B- Le fondement jurisprudentiel
La jurisprudence constitutionnelle peut servir de fondement à la question de l’éligibilité du Président de la République. Au Sénégal, après l’élection de Monsieur Abdoulaye WADE le 29 mars 2000, investi le 1er août 2000, une nouvelle Constitution est adoptée par référendum le 7 janvier 2001. Maître Abdoulaye WADE achève son mandat de sept ans et est réélu en 2007 pour un quinquennat, conformément à la nouvelle Constitution 2001.Ainsi, l’élection de Monsieur Abdoulaye WADE a eu lieu le 29 mars 2000 sous la Constitution de 1963 et il a été réélu le 25 février 2007 sous la Constitution de 2001.

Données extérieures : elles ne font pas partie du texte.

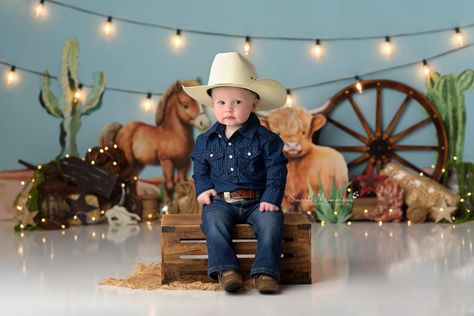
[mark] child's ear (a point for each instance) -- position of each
(255, 103)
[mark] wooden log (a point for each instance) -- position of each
(84, 174)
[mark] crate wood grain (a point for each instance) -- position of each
(184, 249)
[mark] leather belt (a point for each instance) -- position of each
(239, 195)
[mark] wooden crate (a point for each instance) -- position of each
(184, 249)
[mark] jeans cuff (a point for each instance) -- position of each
(273, 273)
(212, 271)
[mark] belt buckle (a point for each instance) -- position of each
(228, 199)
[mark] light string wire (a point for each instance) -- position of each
(285, 38)
(314, 85)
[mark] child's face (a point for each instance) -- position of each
(232, 106)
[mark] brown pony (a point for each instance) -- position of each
(168, 144)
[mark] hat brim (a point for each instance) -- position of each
(271, 93)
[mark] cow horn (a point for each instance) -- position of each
(320, 109)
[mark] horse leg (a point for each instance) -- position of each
(168, 175)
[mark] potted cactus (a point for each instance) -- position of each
(336, 209)
(69, 108)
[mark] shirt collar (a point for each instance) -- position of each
(247, 130)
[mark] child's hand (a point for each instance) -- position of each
(205, 197)
(264, 206)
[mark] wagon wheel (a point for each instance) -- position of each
(380, 146)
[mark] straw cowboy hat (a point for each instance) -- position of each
(234, 70)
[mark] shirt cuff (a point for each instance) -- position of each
(272, 196)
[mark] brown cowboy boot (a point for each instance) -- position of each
(266, 284)
(230, 280)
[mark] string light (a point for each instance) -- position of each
(289, 98)
(314, 85)
(358, 85)
(108, 27)
(317, 49)
(458, 37)
(387, 47)
(178, 39)
(247, 46)
(11, 76)
(39, 9)
(147, 103)
(426, 68)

Dans le cadre de l’élection présidentielle du 26 février 2012, dix (10) candidats à cette élection ont, par requête, demandé au juge constitutionnel l’annulation de la candidature de Monsieur Abdoulaye WADE retenue sur la liste publiée le 27 janvier 2012 par le Conseil constitutionnel, au motif tiré de son inéligibilité au regard de la Constitution de 2001. Selon eux, il serait à son troisième mandat alors que l’article 27 de la Constitution sénégalaise de 2001 limite le nombre de mandats du Président de la République à deux.
Suite à cette requête, le Conseil Constitutionnel a, dans sa décision N° 3 à 10/E/12 et 12 à 14/E/12 DU 29 JANVIER 2012, déclaré non fondées les requêtes tendant à annuler la candidature du Monsieur Abdoulaye WADE pour inconstitutionnalité. Le juge constitutionnel sénégalais a considéré « que le Président de la République, sous la Constitution de 2001, effectue un premier mandat durant la période 2007/2012 ; qu’il est donc en droit de se présenter à l’élection du 26 février 2012 », pour un second mandat. Pour le Conseil Constitutionnel, « sauf mention expresse, la limitation du mandat du Président de la République à un seul renouvellement ne peut concerner, sans incohérence, le mandat exercé sous l’ancienne Constitution ».
Au regard de cette position jurisprudentielle sénégalaise, le Président de la République en exercice, Alassane OUATTARA, étant dans une situation juridique identique, est éligible pour un premier mandat durant la période 2020/ 2025. Il est donc en droit de se présenter à l’élection présidentielle du 31 octobre 2020.